Nun gibt es zwei Möglichkeiten, diese Intervalle zu sehen oder zu hören. Einerseits könnte ich im zweiten Takt sagen, es ist eine perfekte Quarte aufwärts, von G bis C.
Oder es ist eine perfekte Quinte, von C bis G (d. h. nach unten).
Aber warum ist das so?
Zum Glück sind es „nur“ 12 Noten. Innerhalb einer Tonleiter nur sieben (es gibt auch Tonleitern mit mehr oder weniger! Beispielsweise hat die Pentatonik nur fünf Töne).
Generell denken wir in Intervalle, so ist beispielsweise die Fünfte von C G. Oder die kleine Terz ist Moll und die kleine Septime gehört zu einem Dominantseptakkord.
Aber es gibt auch Möglichkeiten, anders zu denken. Und zwar in Halbschritten. Anstatt beispielsweise an eine Quinte zu denken, denken Sie an 7 Halbtonschritte. Aber ich würde mit den normalen Intervallen beginnen und die halben Schritte entweder gar nicht machen, oder irgendwann, sobald der normale Weg zu einfach wird! :)
Wie bei einem Würfel mit 6 Seiten muss die Gesamtzahl immer 7 ergeben. Wenn der Würfel dir also eine 6 zeigt, dann weißt du, dass auf der gegenüberliegenden Seite eine 1 sein MUSS.
Bei Intervallen muss diese Zahl immer 9 ergeben. Wenn Sie also eine reine Quarte (4) hören/sehen, muss die Umkehrung davon eine vollkommene Quinte (5) sein.
Wenn Sie eine Terz (3) haben, muss das Gegenstück eine Sexte (6) sein.
Moll- und Dur-Intervalle
Jetzt gibt es wie immer ein Problem! Wir denken nämlich immer noch ein bisschen in Halbschritten. Wir benennen sie nur anders.

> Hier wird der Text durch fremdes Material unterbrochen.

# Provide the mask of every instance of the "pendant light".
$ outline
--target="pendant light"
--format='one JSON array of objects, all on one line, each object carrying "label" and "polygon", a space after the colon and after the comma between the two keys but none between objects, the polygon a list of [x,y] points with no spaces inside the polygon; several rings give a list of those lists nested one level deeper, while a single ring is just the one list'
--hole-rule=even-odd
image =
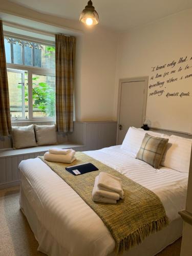
[{"label": "pendant light", "polygon": [[99,22],[99,15],[93,6],[92,2],[90,0],[84,9],[82,11],[79,20],[88,26],[96,25]]}]

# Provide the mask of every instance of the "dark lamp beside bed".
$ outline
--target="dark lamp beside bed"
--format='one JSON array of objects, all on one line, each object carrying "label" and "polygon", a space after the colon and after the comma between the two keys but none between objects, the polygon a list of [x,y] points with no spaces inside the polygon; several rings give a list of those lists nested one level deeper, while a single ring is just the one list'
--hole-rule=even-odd
[{"label": "dark lamp beside bed", "polygon": [[150,127],[148,126],[148,124],[146,123],[143,123],[143,125],[141,127],[142,129],[143,129],[145,131],[148,131],[150,130]]}]

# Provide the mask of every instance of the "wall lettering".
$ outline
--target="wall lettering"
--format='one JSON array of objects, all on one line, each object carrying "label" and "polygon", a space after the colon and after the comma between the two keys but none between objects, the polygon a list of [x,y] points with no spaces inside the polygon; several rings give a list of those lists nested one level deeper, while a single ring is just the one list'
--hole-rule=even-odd
[{"label": "wall lettering", "polygon": [[[180,91],[174,91],[174,84],[179,81],[191,79],[191,68],[192,56],[187,56],[152,67],[152,75],[148,83],[149,96],[178,98],[190,96],[191,92],[185,91],[183,88],[181,88]],[[186,74],[186,72],[188,73]]]}]

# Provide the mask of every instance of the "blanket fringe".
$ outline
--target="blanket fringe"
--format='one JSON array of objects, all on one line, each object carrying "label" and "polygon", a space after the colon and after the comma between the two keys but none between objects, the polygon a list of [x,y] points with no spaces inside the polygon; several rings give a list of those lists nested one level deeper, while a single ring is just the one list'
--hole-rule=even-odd
[{"label": "blanket fringe", "polygon": [[126,238],[116,243],[116,253],[122,254],[124,250],[127,250],[135,245],[141,243],[145,238],[148,237],[152,233],[160,231],[165,228],[168,225],[168,219],[165,216],[139,228],[127,236]]}]

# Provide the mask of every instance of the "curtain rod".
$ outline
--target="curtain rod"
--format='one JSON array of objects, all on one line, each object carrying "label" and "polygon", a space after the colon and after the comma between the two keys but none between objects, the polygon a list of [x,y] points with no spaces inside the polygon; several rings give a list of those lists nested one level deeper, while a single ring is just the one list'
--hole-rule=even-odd
[{"label": "curtain rod", "polygon": [[12,28],[14,28],[18,29],[21,29],[22,30],[31,32],[32,33],[41,34],[42,35],[48,36],[51,36],[51,37],[54,37],[55,34],[61,34],[61,35],[65,35],[66,36],[71,36],[70,35],[63,34],[62,33],[58,33],[58,32],[53,33],[53,32],[45,32],[45,31],[43,31],[40,30],[33,29],[32,28],[29,28],[28,27],[26,27],[26,26],[23,26],[23,25],[20,25],[15,24],[14,23],[12,23],[7,22],[4,22],[3,20],[2,20],[2,21],[3,21],[3,25],[7,26],[8,27],[11,27]]}]

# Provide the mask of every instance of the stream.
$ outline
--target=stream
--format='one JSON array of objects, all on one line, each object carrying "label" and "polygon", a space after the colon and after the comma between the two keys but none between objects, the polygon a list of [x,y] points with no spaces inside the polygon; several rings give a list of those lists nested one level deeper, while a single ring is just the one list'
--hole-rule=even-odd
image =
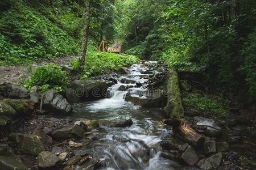
[{"label": "stream", "polygon": [[[148,65],[154,63],[150,62]],[[74,107],[76,113],[69,117],[73,120],[84,118],[99,121],[132,120],[133,124],[129,127],[108,128],[101,125],[100,128],[93,132],[98,139],[96,143],[88,144],[86,149],[90,146],[90,155],[105,163],[105,167],[107,168],[104,169],[184,169],[184,167],[180,167],[172,168],[172,162],[160,156],[162,148],[154,147],[163,139],[171,137],[172,133],[170,126],[160,122],[164,118],[162,110],[156,108],[143,109],[125,101],[127,91],[118,90],[121,85],[135,86],[127,80],[123,83],[123,79],[133,80],[143,86],[129,88],[130,92],[142,96],[147,91],[143,87],[147,83],[149,75],[141,72],[148,69],[141,63],[132,65],[128,68],[130,74],[118,76],[118,83],[109,88],[111,94],[109,99],[77,104]],[[80,168],[77,167],[76,169],[81,169]]]}]

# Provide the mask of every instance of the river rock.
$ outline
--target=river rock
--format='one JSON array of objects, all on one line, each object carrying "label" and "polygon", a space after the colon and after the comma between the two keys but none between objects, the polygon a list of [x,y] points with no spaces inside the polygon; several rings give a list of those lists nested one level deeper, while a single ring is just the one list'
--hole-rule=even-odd
[{"label": "river rock", "polygon": [[69,141],[68,142],[68,145],[71,147],[79,147],[82,146],[82,144],[81,143],[76,143],[74,141]]},{"label": "river rock", "polygon": [[66,99],[51,89],[44,94],[43,109],[49,112],[67,114],[71,111],[72,107]]},{"label": "river rock", "polygon": [[21,86],[4,82],[0,84],[0,89],[8,98],[24,99],[29,97],[27,90]]},{"label": "river rock", "polygon": [[52,133],[52,137],[56,140],[82,138],[84,133],[84,130],[82,127],[74,125],[55,130]]},{"label": "river rock", "polygon": [[34,130],[32,134],[40,137],[42,141],[45,144],[51,144],[53,142],[52,138],[48,136],[43,130],[43,129],[39,126],[36,126],[36,128]]},{"label": "river rock", "polygon": [[203,150],[205,154],[216,152],[216,142],[214,141],[209,141],[204,142]]},{"label": "river rock", "polygon": [[195,116],[194,117],[194,121],[196,122],[197,126],[205,126],[220,130],[221,130],[221,128],[212,119]]},{"label": "river rock", "polygon": [[44,168],[55,166],[59,160],[58,157],[49,151],[43,151],[38,156],[38,166]]},{"label": "river rock", "polygon": [[37,156],[45,150],[41,138],[38,135],[14,133],[10,136],[15,141],[20,151],[24,154]]},{"label": "river rock", "polygon": [[159,145],[165,150],[176,150],[177,148],[177,146],[174,139],[171,141],[162,141],[159,142]]},{"label": "river rock", "polygon": [[7,99],[0,100],[0,126],[33,113],[34,103],[28,99]]},{"label": "river rock", "polygon": [[179,78],[177,73],[174,69],[169,70],[166,78],[167,104],[164,112],[168,117],[182,118],[184,117],[184,108],[181,103]]},{"label": "river rock", "polygon": [[3,100],[0,100],[0,126],[5,126],[17,115],[15,110]]},{"label": "river rock", "polygon": [[197,164],[197,165],[203,169],[212,169],[217,168],[222,159],[221,152],[218,152],[208,158],[203,159]]},{"label": "river rock", "polygon": [[125,67],[121,67],[120,69],[117,70],[117,72],[122,74],[129,74],[130,73],[127,70],[126,68]]},{"label": "river rock", "polygon": [[19,155],[0,156],[0,169],[4,170],[26,170]]},{"label": "river rock", "polygon": [[199,160],[199,156],[191,146],[188,146],[185,152],[181,155],[182,159],[190,165],[195,165]]},{"label": "river rock", "polygon": [[123,78],[121,80],[121,83],[124,84],[135,84],[136,83],[136,81],[133,79]]},{"label": "river rock", "polygon": [[76,95],[75,90],[72,88],[67,88],[66,97],[69,103],[74,104],[79,102],[79,97]]},{"label": "river rock", "polygon": [[217,152],[224,152],[229,149],[229,144],[226,142],[216,142],[216,150]]},{"label": "river rock", "polygon": [[61,153],[58,156],[59,159],[60,159],[61,161],[64,161],[65,159],[67,158],[67,156],[68,156],[68,152]]},{"label": "river rock", "polygon": [[103,81],[80,80],[71,82],[70,85],[81,101],[108,97],[108,85]]},{"label": "river rock", "polygon": [[69,159],[67,162],[66,164],[67,165],[73,165],[76,164],[77,163],[78,163],[80,159],[82,159],[82,157],[81,157],[79,155],[76,155],[73,158],[71,158]]},{"label": "river rock", "polygon": [[160,108],[165,105],[167,99],[163,96],[162,91],[155,90],[150,91],[142,96],[131,93],[127,94],[125,100],[143,108]]},{"label": "river rock", "polygon": [[126,86],[125,85],[121,85],[120,87],[118,87],[117,90],[119,91],[126,91]]},{"label": "river rock", "polygon": [[81,123],[90,129],[95,129],[100,127],[98,122],[96,120],[82,120]]}]

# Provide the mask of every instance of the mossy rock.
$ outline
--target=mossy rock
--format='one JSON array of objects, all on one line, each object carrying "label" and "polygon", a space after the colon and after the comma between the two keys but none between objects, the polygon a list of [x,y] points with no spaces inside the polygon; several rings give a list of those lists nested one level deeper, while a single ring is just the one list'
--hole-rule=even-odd
[{"label": "mossy rock", "polygon": [[34,103],[28,99],[0,100],[0,126],[5,126],[19,116],[32,113]]},{"label": "mossy rock", "polygon": [[34,103],[29,99],[5,99],[5,102],[11,105],[20,113],[31,113],[34,109]]},{"label": "mossy rock", "polygon": [[38,135],[14,133],[11,134],[10,137],[24,154],[37,156],[45,150],[41,138]]},{"label": "mossy rock", "polygon": [[14,109],[4,100],[0,100],[0,126],[6,125],[17,113]]}]

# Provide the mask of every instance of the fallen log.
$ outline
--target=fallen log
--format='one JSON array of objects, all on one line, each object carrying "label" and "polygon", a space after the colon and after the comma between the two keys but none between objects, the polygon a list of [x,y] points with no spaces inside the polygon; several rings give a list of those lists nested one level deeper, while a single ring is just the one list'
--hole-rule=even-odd
[{"label": "fallen log", "polygon": [[184,119],[171,118],[164,119],[162,122],[164,124],[172,126],[172,131],[183,141],[196,147],[199,147],[204,144],[205,137],[191,128]]}]

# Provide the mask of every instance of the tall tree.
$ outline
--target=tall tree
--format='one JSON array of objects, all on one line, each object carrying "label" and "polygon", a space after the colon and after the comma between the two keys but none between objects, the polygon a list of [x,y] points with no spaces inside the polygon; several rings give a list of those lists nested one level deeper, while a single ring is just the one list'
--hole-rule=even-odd
[{"label": "tall tree", "polygon": [[84,11],[85,23],[84,26],[84,36],[82,37],[82,45],[81,46],[81,58],[80,62],[80,73],[84,71],[85,57],[86,55],[87,44],[89,37],[89,27],[90,21],[90,0],[87,1]]}]

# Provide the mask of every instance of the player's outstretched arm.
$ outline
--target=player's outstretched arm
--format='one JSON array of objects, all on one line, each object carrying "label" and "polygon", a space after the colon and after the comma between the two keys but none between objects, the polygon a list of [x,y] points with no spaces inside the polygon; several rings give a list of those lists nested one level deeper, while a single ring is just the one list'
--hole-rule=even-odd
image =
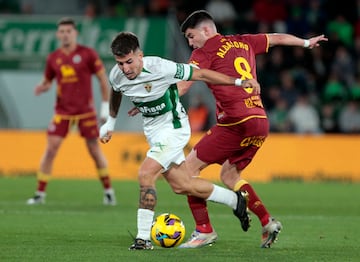
[{"label": "player's outstretched arm", "polygon": [[320,46],[321,42],[328,41],[325,35],[318,35],[309,39],[303,39],[290,34],[268,34],[269,46],[284,45],[284,46],[301,46],[304,48],[314,48]]}]

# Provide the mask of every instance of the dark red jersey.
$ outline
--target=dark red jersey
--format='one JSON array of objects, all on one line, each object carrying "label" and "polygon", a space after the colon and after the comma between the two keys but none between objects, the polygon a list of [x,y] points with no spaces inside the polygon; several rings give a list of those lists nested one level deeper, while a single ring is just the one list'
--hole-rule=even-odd
[{"label": "dark red jersey", "polygon": [[95,50],[78,45],[70,54],[61,49],[51,53],[46,61],[45,77],[56,78],[55,111],[62,115],[79,115],[95,110],[92,75],[104,70]]},{"label": "dark red jersey", "polygon": [[[245,79],[256,79],[257,54],[268,51],[266,34],[216,35],[202,48],[192,52],[189,62],[200,68]],[[216,116],[220,125],[240,123],[253,117],[266,117],[259,95],[252,88],[208,84],[216,99]]]}]

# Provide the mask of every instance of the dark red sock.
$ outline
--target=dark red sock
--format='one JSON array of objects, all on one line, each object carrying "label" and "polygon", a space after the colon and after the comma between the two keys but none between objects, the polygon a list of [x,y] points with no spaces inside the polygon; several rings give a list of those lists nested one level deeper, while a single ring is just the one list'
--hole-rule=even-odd
[{"label": "dark red sock", "polygon": [[213,228],[210,224],[206,201],[202,198],[188,196],[188,203],[195,219],[196,230],[201,233],[213,232]]},{"label": "dark red sock", "polygon": [[39,191],[39,192],[45,192],[47,183],[48,183],[47,181],[38,180],[38,188],[37,188],[37,191]]},{"label": "dark red sock", "polygon": [[102,176],[100,177],[100,181],[103,184],[103,187],[105,189],[109,189],[111,188],[111,181],[110,181],[110,177],[109,176]]},{"label": "dark red sock", "polygon": [[255,190],[248,183],[240,187],[241,191],[247,191],[249,193],[249,209],[257,215],[260,219],[261,225],[265,226],[269,222],[270,214],[266,210],[264,204],[261,202],[260,198],[255,193]]}]

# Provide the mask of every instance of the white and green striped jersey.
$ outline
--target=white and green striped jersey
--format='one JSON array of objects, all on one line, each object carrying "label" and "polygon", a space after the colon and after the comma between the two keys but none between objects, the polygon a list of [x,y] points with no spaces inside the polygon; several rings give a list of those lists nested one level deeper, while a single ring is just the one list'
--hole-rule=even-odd
[{"label": "white and green striped jersey", "polygon": [[112,88],[130,98],[143,116],[144,132],[172,124],[181,127],[186,112],[179,101],[176,83],[190,80],[193,68],[189,64],[175,63],[160,57],[143,57],[142,72],[132,80],[126,78],[118,65],[110,71]]}]

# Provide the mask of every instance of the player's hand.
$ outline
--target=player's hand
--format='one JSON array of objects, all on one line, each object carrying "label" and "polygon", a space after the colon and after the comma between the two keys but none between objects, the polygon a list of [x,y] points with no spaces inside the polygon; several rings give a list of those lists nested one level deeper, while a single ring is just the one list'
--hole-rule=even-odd
[{"label": "player's hand", "polygon": [[254,89],[253,93],[255,95],[259,95],[261,92],[260,84],[256,79],[243,80],[242,87],[244,88],[252,87]]},{"label": "player's hand", "polygon": [[128,115],[136,116],[138,113],[140,113],[140,110],[137,107],[133,107],[129,110]]},{"label": "player's hand", "polygon": [[41,93],[44,93],[44,92],[46,92],[46,91],[48,91],[48,87],[46,86],[46,85],[44,85],[44,84],[39,84],[39,85],[37,85],[36,87],[35,87],[35,89],[34,89],[34,94],[36,95],[36,96],[38,96],[38,95],[40,95]]},{"label": "player's hand", "polygon": [[109,116],[109,102],[108,101],[102,101],[100,106],[100,123],[105,124],[106,119]]},{"label": "player's hand", "polygon": [[111,140],[112,133],[115,128],[115,123],[116,118],[109,116],[105,124],[100,127],[99,138],[101,143],[106,144]]},{"label": "player's hand", "polygon": [[322,41],[328,41],[327,37],[325,37],[325,35],[319,35],[319,36],[314,36],[314,37],[311,37],[309,39],[310,41],[310,45],[309,45],[309,49],[312,49],[314,47],[318,47],[320,46],[320,43],[319,42],[322,42]]}]

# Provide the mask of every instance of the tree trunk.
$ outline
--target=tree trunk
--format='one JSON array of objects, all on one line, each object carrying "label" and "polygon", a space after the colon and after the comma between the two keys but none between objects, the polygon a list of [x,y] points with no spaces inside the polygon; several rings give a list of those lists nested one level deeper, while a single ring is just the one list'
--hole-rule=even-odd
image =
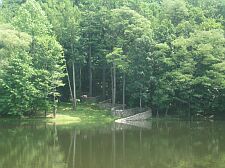
[{"label": "tree trunk", "polygon": [[91,62],[91,46],[89,47],[89,58],[88,58],[88,68],[89,68],[89,96],[92,97],[92,62]]},{"label": "tree trunk", "polygon": [[76,71],[75,71],[75,63],[73,62],[73,110],[76,110],[77,107],[77,96],[76,96]]},{"label": "tree trunk", "polygon": [[106,93],[105,93],[105,90],[106,90],[106,67],[105,65],[103,65],[103,71],[102,71],[102,98],[103,100],[105,100],[105,97],[106,97]]},{"label": "tree trunk", "polygon": [[142,108],[142,97],[141,97],[141,91],[140,91],[140,98],[139,98],[139,106]]},{"label": "tree trunk", "polygon": [[56,101],[56,96],[55,93],[53,93],[53,118],[56,117],[56,112],[57,112],[57,101]]},{"label": "tree trunk", "polygon": [[79,75],[80,76],[80,79],[79,79],[80,80],[79,81],[79,83],[80,83],[79,84],[79,89],[80,89],[80,95],[82,95],[82,76],[81,76],[82,75],[82,69],[81,69],[81,67],[80,67],[79,73],[80,73],[80,75]]},{"label": "tree trunk", "polygon": [[125,109],[125,85],[126,85],[126,75],[125,72],[123,72],[123,110]]},{"label": "tree trunk", "polygon": [[113,63],[113,107],[116,104],[116,64]]},{"label": "tree trunk", "polygon": [[66,65],[66,73],[67,73],[67,80],[68,80],[69,89],[70,89],[70,97],[71,97],[71,101],[73,102],[73,92],[72,92],[71,81],[70,81],[67,65]]},{"label": "tree trunk", "polygon": [[75,161],[76,161],[76,142],[77,142],[77,133],[75,131],[73,137],[73,168],[75,168]]},{"label": "tree trunk", "polygon": [[114,87],[113,87],[113,67],[111,68],[111,89],[112,89],[112,95],[111,95],[111,102],[113,104],[113,90],[114,90]]}]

Kleine Intervalle müssen in der Umkehrung große Intervalle sein. Komplementärintervalle sind also dann wirklich komplementär, wenn man auch die Halbtonschritte mit einbezieht.
Das Komplementärintervall einer kleinen Terz muss also eine große Sexte sein. Bei der Quarte und der Quinte ist dies nicht notwendig, da beide „perfekt“ sind und weder Dur noch Moll haben. Das Gegenstück dazu heißt verminderte und überhöhte Quarte und Quinte.
Die Umkehrung einer überhöhten Quarte (#4) muss also eine verminderte (b5) Quinte sein (was übrigens in beiden Fällen genau die gleiche Note ist!).
Liste der Komplementärintervalle
Jeder Takt beginnt mit einem Dur oder perfektes Intervall. Dann das Komplementärintervall dazu. Der Grundton ist immer C.

Hier beginnt jeder Takt mit einem Mollintervall. Der Grundton ist immer C.